A home base, their own quiet space, a familiar tribe – people who have traveled the world are longing for more steadiness. They want to spend more time in one place instead of hopping from one spot to another.
That’s at least the impression I get lately. Is this an emerging trend amongst us long-term travellers and modern nomads or just a deep-rooted need that comes to life when you’ve been on the road for long enough?
Either way – I can relate to this very well. There are many aspects to the wish to stay in one place for a longer time. One that’s outstanding for me and that I’ve been thinking a lot about is friends and friendships.
How friendships feel when your life is split across countries and oceans
I’m writing this to share my experience on how friendship feels, can feel, when your home and life are split between places, countries, and across oceans.
Because it’s a special constellation when you’re living far from your closest friends. Friendships are different when living in more than one place – and sometimes you wish to be just there, in this one particular place.
As I have eventually left my Berlin home base and taken on a modern nomadic life, I have experienced many emotions thinking of and staying in touch with my best friends. And a lot of times it’s especially my girl friends in Berlin I’m missing – this close group of ladies, knowing each other so well and having fun together, supporting each other. My life-loving, powerful female tribe.

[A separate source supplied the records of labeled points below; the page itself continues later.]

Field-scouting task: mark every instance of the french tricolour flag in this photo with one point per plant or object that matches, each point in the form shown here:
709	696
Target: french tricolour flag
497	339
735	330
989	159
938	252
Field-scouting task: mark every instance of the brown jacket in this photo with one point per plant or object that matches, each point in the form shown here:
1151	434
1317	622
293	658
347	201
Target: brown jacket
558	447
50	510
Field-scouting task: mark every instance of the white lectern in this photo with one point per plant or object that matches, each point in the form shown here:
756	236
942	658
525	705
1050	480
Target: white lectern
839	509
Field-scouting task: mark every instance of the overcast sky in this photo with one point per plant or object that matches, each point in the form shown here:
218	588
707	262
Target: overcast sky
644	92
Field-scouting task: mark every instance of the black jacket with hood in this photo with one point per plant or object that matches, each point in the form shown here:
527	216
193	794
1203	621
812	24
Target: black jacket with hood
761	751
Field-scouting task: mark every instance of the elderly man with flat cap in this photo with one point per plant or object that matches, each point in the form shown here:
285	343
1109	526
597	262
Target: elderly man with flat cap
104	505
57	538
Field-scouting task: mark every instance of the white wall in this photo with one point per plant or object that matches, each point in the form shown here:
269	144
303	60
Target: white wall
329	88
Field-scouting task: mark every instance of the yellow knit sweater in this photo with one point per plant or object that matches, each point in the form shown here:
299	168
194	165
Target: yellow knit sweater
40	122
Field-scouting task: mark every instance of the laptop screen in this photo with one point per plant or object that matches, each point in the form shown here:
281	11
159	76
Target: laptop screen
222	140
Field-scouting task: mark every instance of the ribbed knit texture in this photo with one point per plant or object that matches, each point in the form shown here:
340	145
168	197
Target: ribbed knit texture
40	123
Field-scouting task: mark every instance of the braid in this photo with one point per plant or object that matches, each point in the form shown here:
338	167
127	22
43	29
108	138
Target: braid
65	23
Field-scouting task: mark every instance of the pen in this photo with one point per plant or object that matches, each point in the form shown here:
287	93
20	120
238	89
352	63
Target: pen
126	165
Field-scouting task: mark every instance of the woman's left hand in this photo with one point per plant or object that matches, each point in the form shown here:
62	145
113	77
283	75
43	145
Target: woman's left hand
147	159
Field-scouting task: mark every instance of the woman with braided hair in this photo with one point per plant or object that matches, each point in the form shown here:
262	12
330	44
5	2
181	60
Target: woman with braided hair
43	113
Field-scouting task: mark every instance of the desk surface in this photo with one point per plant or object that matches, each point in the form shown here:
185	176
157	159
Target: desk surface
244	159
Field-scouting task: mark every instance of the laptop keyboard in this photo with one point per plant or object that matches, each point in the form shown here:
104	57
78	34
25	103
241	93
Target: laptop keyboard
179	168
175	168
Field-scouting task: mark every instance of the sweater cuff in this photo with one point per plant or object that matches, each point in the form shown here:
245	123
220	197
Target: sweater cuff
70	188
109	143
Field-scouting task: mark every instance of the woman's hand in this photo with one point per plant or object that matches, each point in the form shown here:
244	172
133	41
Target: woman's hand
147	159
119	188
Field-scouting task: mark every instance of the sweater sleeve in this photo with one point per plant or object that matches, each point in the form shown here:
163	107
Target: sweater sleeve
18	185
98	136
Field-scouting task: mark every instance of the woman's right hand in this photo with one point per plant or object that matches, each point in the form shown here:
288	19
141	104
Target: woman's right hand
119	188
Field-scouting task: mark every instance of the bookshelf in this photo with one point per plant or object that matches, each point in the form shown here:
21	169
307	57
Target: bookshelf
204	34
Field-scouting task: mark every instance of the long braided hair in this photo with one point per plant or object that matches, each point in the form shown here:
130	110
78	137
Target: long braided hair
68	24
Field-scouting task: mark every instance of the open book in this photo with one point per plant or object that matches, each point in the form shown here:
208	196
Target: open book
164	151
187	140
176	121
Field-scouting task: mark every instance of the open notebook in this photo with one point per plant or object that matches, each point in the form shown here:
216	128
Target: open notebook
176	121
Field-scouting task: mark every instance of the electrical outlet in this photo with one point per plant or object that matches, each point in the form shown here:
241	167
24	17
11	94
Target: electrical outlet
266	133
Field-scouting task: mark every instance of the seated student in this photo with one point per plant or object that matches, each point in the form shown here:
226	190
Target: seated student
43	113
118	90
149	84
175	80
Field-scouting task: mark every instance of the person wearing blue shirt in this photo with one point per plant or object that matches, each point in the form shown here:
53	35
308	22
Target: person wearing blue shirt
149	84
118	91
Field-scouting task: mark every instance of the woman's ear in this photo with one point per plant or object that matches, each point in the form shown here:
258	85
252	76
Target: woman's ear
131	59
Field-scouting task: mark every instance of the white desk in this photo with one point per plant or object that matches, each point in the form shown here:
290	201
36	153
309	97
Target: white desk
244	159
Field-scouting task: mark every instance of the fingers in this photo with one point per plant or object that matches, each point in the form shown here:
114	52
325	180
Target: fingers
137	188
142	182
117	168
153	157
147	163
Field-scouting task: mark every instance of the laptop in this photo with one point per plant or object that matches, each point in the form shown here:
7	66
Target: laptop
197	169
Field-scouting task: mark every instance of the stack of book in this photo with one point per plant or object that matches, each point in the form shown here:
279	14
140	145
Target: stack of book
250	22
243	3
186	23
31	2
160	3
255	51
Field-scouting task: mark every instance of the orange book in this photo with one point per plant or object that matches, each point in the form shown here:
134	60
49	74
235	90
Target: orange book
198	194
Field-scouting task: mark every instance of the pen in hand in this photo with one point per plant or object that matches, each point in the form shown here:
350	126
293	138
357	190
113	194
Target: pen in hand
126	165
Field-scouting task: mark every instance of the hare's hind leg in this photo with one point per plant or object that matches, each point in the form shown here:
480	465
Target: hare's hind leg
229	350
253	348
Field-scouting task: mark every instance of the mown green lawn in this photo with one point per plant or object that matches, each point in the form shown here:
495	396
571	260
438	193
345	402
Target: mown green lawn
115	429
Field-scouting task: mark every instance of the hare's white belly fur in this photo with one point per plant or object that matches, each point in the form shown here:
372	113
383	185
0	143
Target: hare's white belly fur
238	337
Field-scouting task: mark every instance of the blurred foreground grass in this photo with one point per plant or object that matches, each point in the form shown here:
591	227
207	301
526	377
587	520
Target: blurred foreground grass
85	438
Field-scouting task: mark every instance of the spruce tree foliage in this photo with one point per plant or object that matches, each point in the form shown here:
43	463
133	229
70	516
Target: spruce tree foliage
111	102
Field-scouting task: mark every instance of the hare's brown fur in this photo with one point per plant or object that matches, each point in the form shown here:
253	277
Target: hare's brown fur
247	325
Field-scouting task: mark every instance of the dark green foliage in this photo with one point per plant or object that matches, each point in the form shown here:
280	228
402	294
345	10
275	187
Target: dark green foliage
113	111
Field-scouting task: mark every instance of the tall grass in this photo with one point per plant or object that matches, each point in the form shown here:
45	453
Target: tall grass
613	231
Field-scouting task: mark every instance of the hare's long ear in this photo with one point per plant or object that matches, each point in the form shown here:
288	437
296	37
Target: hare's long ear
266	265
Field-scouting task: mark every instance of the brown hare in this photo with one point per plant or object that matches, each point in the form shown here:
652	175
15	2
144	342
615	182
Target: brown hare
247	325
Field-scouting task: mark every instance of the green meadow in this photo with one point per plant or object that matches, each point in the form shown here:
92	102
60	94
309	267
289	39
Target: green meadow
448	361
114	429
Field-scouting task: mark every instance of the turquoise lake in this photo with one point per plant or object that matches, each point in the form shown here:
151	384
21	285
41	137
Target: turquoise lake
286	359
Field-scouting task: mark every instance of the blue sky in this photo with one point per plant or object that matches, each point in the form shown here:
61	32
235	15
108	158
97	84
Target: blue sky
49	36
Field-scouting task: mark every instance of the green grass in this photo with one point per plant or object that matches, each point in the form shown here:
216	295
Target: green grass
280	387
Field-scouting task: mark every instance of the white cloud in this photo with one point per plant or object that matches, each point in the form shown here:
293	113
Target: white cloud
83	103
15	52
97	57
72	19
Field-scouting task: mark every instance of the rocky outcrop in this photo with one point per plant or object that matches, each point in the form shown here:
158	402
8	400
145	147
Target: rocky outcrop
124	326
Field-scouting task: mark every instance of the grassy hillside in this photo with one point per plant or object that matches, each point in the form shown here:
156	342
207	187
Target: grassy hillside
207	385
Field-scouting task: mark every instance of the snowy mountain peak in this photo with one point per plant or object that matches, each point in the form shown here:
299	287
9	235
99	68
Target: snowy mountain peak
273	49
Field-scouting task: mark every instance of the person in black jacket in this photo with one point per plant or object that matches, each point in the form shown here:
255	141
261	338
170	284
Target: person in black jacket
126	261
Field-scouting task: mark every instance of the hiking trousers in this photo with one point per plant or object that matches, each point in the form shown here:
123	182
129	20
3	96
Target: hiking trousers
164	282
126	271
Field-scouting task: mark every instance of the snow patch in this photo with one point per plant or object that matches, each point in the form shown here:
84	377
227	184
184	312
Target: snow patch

Being pulled between two worlds
I often feel like I’m pulled between two worlds – wanting to live the life that fulfills me and yet, wanting to stay close with those who I love and who I could have over for coffee every day! Although it is me deliberately making the decision to leave for somewhere else long term, I faced emotions of missing out, being neglected and hurt.
Why did she do that without me? Why didn’t she tell me? Emotions rising, irrationally, strong. I had moments of self-pity and disappointment.
I knew it wasn’t their fault. It was me, who left – and, still, I felt this way.
Long-distance friendships can be tricky, complex – and even more so when you have an ocean and half a day between you and your best friends.
The fact of physical distance remains
You would think, that in times of whatsapp, skype and instagram there shouldn’t be any obstacles. But there are. There is the fact of physical distance, all of today’s modes of communication set aside. You can try to bridge distance and time zones, but you can’t erase them.
This is something I have experienced again and again. Having your friends on whatsapp or phoning them is not the same as having them sitting next to you. Who wouldn’t rather come round and have a chat over a glass of wine after an exhausting day compared to making a call not knowing at all what the other one is up to? Even if you sent regular updates and set up long calls every fortnight, it is not the same as living in one place.
Last year I had a patch where this was a real issue for me – I felt neglected, sad and hurt. Hard feelings that I’m sure came with the physical distance between me and some of my friends. When I reached out for support, I didn’t get an answer. I felt abandoned. Like I was always there when my friends needed me, but now they weren’t there for me. I knew they were probably just stressed or occupied with other stuff, but I felt they should be supporting me in that particular moment. This was a time I thought intensely about my friendships, our foundation and what makes us stick together.
What can you say from a distance?
When you are not face-to-face, it can be harder to communicate. I was procrastinating what to say and what not to say. Balancing disappointment and understanding. What can you say, text from a distance, and what has to be said in person? On the one hand you don’t wanna be too harsh and self-righteous, on the other hand you like to let them know what you feel and think.
Intricately human, I guess. – And wouldn’t it be so intricate if there wasn’t so much love?
Back in Europe, I talked this through with one of my best friends. To me it felt like tearing down an invisible barrier that had build up between us. It was so liberating talking openly about it.
Long-distance friendships sometimes need time to adjust. And sometimes they grow stronger despite physical distance.
Having said all the above, I hope I don’t sound like I’m all complaining… It’s some of the feelings I have come to face along my nomadic journey and I felt like sharing – maybe there are some of you out there, who have similar thoughts and doubts and maybe this helps wrapping your mind around this issue.
And let me know: How do you take care of your friendships when traveling for a long time or living or working abroad? What are your experiences? Would love to start a conversation on this on Kat’s Sofa. Because we all need our tribe, no matter where we choose to be.